For embeddings, I am using the AWS Bedrock node, specifically the Cohere Embed Multilingual model. However, when processing the data, I encounter the following error:
An error occurred while embedding documents with Bedrock: Malformed input request: #: required key [images] not found#: required key [texts] not found#: required key [texts] not found#: required key [texts] not found#: required key [texts] not found#: required key [input_type] not found#: extraneous key [inputText] is not permitted, please reformat your input and try again.

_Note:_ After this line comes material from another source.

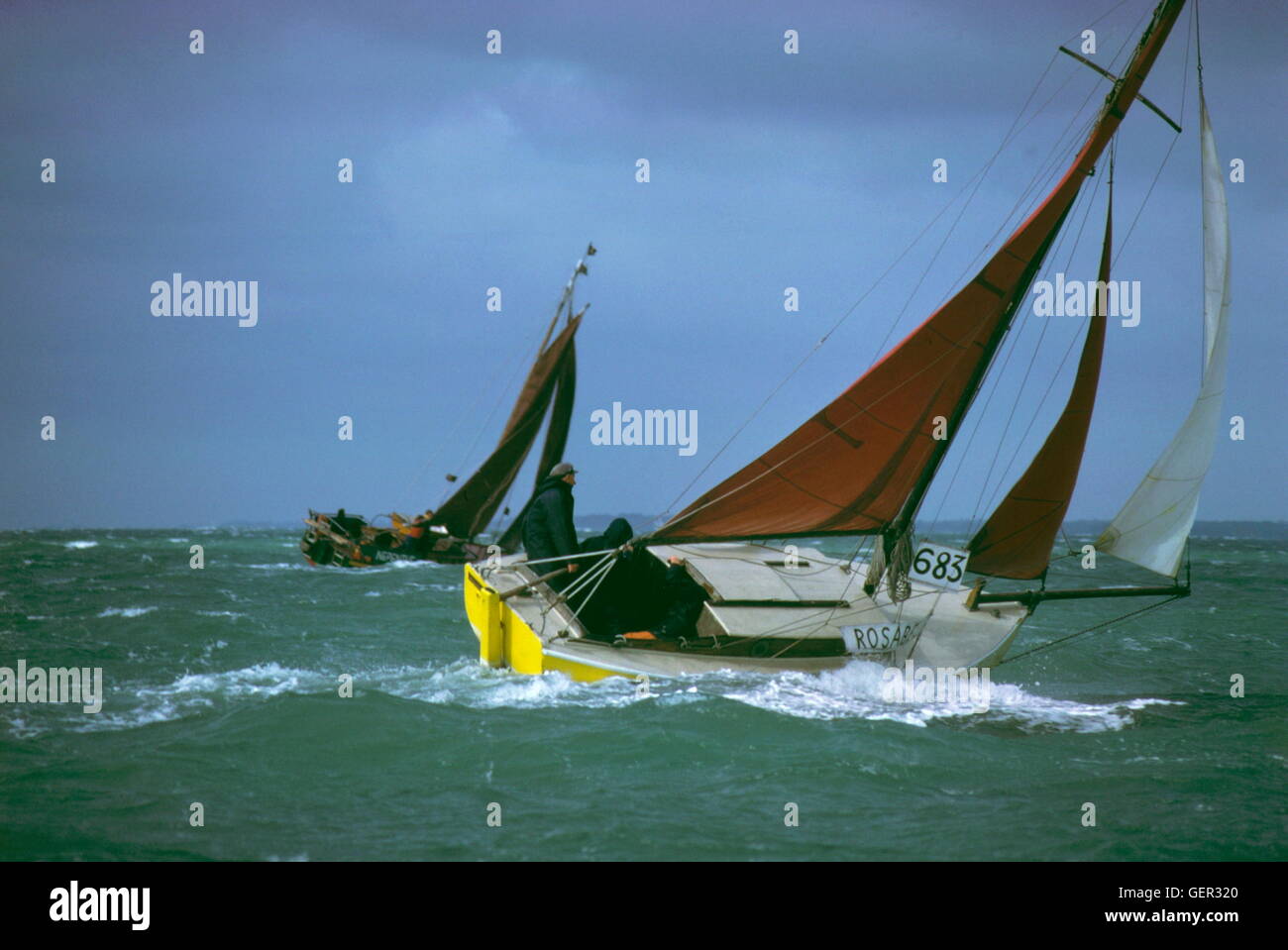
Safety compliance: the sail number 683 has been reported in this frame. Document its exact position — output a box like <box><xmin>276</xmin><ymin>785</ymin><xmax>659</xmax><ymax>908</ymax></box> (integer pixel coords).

From my understanding, the input format expected by the Cohere embedding model does not match the output format of the Pinecone Data Loader. This results in the embedding model failing to recognize the input correctly.
I attempted to find configuration options within n8n to adjust the Data Loader’s output format but couldn’t locate any relevant settings in the UI. Additionally, I am unable to insert extra nodes between the Pinecone Data Loader and the AWS Bedrock node to manually extract and reformat the data into a format that the embedding model expects.
Has anyone faced a similar issue?
Is there a workaround to modify the Data Loader’s output format before sending it to the embedding model, especially given that I can’t add extra processing nodes between them?
Any insights or guidance would be greatly appreciated!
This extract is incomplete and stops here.